To fix this, we can update the mapping to store the tags-field as a keyword by setting its index setting to not_analyzed, which means we will not analyze it and store its contents verbatim in the index. Elasticsearch is not able to merge this setting if we update it directly:

$ curl ...:9200/names/name/_mapping -XPOST -d '{
  "name" : {
    "properties" : {
      "tags" : {
        "type" : "string",
        "index": "not_analyzed"
      }
    }
  }
}'
{"error":"MergeMappingException[Merge failed with failures {[mapper [tags] has different index values, mapper [tags] has different tokenize values, mapper [tags] has different index_analyzer]}]","status":400}

However, changing a field by updating its type to multi_field is supported:

$ curl ...:9200/names/name/_mapping -XPOST -d '{
  "name" : {
    "properties" : {
      "tags" : {
        "type" : "multi_field",
        "fields": {
            "tags": {"type": "string"},
            "keyword": {"type": "string", "index": "not_analyzed"}
        }
      }
    }
  }
}'
{"ok":true,"acknowledged":true}

We still have to re-index the data before these new fields are populated, but there's no indexing or querying downtime associated with this method. Thus, it is possible to do this operation on an index that is in use without affecting other users of the index. Note that this might be a nice strategy for staging indexes, but I still recommend avoiding experimenting with production indexes / servers, because there is currently no rollback feature available in Elasticsearch.

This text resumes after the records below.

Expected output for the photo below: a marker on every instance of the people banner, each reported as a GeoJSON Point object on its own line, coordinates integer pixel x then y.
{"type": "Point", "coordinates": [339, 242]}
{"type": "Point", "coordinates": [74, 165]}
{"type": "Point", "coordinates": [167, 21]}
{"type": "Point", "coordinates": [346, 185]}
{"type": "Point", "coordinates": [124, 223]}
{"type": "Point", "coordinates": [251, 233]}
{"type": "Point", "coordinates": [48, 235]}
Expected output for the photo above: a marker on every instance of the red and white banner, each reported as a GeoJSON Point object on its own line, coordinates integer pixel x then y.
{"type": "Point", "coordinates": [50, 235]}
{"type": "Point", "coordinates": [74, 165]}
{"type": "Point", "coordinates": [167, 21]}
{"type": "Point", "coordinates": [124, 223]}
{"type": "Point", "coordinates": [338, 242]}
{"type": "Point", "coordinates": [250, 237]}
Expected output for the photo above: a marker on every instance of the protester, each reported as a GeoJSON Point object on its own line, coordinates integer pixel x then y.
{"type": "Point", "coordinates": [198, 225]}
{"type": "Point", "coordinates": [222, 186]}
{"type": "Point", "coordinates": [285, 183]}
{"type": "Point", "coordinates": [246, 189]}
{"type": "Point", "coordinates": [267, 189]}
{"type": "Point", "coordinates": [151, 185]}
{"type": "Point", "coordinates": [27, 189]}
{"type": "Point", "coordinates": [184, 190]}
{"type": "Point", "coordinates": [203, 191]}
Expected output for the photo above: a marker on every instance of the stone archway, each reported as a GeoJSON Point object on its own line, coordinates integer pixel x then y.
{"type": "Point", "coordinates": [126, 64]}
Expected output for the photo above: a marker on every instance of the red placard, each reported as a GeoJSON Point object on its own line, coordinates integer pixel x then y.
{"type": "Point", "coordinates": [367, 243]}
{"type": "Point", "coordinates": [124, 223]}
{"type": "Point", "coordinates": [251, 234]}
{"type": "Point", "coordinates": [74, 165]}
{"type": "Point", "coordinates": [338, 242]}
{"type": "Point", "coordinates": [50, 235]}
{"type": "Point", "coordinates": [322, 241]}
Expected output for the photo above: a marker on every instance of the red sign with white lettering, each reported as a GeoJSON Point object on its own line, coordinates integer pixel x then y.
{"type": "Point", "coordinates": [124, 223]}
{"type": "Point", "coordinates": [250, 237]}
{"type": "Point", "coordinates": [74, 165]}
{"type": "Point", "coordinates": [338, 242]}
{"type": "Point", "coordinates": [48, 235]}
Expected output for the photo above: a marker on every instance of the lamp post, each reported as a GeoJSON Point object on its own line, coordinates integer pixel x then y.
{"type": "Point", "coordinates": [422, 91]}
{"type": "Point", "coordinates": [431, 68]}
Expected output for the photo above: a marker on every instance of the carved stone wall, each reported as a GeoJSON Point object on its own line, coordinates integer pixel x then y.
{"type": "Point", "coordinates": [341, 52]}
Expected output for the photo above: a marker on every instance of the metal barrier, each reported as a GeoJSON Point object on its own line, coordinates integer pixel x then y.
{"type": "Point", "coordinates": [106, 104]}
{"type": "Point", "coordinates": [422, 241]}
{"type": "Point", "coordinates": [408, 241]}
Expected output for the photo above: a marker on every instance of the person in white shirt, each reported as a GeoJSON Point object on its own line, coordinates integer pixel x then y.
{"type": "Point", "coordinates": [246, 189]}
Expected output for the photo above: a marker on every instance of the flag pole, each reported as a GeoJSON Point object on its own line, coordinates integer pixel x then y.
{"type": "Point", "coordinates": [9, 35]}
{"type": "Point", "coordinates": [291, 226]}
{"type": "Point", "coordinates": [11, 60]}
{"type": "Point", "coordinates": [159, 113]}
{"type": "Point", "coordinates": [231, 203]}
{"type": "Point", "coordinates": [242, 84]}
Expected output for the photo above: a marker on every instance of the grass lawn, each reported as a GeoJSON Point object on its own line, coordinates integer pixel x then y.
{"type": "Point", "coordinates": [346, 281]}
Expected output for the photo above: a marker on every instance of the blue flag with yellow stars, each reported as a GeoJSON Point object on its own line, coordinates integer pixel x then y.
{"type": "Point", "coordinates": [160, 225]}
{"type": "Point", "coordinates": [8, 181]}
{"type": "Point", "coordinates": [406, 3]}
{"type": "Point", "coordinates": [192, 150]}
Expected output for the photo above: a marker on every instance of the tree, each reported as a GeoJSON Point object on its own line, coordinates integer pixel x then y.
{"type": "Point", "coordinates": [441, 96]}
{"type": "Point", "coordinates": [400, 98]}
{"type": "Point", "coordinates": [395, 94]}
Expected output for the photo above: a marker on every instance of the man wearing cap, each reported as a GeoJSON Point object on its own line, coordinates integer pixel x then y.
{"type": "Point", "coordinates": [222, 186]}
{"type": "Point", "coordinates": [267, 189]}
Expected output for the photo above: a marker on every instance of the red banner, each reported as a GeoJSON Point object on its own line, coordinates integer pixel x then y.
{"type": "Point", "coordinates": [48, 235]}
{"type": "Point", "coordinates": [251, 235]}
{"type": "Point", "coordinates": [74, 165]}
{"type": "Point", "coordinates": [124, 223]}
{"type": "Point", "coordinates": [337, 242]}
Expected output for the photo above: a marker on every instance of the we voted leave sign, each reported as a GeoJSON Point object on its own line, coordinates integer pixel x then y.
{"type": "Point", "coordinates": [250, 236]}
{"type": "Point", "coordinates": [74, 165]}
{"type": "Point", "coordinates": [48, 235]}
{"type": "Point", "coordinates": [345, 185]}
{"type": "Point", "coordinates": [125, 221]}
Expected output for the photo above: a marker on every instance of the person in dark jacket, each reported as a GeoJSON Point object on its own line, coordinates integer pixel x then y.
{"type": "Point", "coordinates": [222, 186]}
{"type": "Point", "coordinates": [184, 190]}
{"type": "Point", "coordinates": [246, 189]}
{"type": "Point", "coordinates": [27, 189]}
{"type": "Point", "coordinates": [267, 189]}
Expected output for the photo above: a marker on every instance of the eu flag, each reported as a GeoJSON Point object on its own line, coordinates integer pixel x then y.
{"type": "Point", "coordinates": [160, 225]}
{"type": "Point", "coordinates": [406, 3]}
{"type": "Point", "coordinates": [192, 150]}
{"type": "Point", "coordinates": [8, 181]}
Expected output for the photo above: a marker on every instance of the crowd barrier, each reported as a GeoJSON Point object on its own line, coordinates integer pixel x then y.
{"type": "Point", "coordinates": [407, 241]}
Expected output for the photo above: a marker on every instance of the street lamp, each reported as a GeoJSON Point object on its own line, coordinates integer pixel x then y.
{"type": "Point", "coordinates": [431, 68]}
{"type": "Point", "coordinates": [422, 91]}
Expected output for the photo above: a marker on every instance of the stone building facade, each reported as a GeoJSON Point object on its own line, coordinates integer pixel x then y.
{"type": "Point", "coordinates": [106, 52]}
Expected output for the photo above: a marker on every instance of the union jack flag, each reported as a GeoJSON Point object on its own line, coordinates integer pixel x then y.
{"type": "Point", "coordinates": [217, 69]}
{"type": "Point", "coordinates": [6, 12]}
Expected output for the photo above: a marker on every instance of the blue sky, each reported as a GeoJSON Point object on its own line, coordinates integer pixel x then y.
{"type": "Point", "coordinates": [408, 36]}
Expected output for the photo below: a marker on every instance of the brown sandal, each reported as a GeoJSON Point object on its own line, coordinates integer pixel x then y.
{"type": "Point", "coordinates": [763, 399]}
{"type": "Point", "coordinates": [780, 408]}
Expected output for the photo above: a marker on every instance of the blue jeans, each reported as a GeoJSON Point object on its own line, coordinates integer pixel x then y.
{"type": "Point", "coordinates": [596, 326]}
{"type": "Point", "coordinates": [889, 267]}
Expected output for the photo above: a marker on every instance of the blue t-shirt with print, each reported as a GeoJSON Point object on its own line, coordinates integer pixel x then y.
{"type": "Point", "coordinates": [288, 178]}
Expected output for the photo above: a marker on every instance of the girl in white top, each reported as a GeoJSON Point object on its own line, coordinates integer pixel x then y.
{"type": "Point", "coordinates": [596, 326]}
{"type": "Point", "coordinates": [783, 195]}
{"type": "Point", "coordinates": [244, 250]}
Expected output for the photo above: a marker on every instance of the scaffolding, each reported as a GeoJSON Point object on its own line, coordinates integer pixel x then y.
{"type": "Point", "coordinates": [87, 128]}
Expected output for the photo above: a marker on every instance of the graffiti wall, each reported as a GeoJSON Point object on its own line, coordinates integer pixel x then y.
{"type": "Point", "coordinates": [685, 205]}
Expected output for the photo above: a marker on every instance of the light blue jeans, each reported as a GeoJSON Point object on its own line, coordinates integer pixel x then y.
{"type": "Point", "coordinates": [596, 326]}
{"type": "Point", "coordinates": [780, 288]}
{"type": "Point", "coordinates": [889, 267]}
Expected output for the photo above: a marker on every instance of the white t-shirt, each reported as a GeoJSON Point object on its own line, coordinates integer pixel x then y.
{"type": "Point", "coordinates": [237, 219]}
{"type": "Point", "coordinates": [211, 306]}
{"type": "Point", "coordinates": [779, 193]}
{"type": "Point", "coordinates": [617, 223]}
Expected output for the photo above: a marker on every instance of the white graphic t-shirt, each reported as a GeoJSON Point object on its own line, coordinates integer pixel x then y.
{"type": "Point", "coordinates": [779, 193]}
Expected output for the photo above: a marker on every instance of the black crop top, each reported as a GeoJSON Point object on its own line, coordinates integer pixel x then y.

$ curl ...:9200/names/name/Q3Yj7mofTIW_YZTjW5Hp9w -XPOST -d '{
        "userId": 10,
        "name": {
            "first": "Katherine",
            "last": "Jones"
        },
        "tags": ["trick manager", "restaurant manager"]
    }'
{"ok":true,"_index":"names","_type":"name","_id":"Q3Yj7mofTIW_YZTjW5Hp9w","_version":1}

By faceting of the "virtual" field tags.keyword, we now get our desired results:

$ curl ...:9200/names/name/_search?pretty -XPOST -d '{
    "query": {"match_all": {}},
    "size": 0,
    "facets": {
        "tags": {
            "terms": {"field": "tags.keyword"}
        }
    }
}'
{
  "took" : 2,
  "timed_out" : false,
  "_shards" : {
    "total" : 5,
    "successful" : 5,
    "failed" : 0
  },
  "hits" : {
    "total" : 1,
    "max_score" : 1.0,
    "hits" : [ ]
  },
  "facets" : {
    "tags" : {
      "_type" : "terms",
      "missing" : 0,
      "total" : 2,
      "other" : 0,
      "terms" : [ {
        "term" : "trick manager",
        "count" : 1
      }, {
        "term" : "restaurant manager",
        "count" : 1
      } ]
    }
  }
}

Note that Elasticsearch will consider our new field tags.keyword to be empty until the documents in the index have been re-indexed with the updated mapping, but we do not have to re-index all the documents to test and see if the new field we introduced works as expected.

Ending Remarks

Spending some time figuring out an efficient workflow for working with new or large data sets is likely to save a lot of time over the course of a project. Test mapping changes in small increments, and if possible, without indexing your complete document collection to save time both debugging and indexing.

Using tools to accomplish the above can drastically decrease the time between these iterations and make it easier to experiment with new features.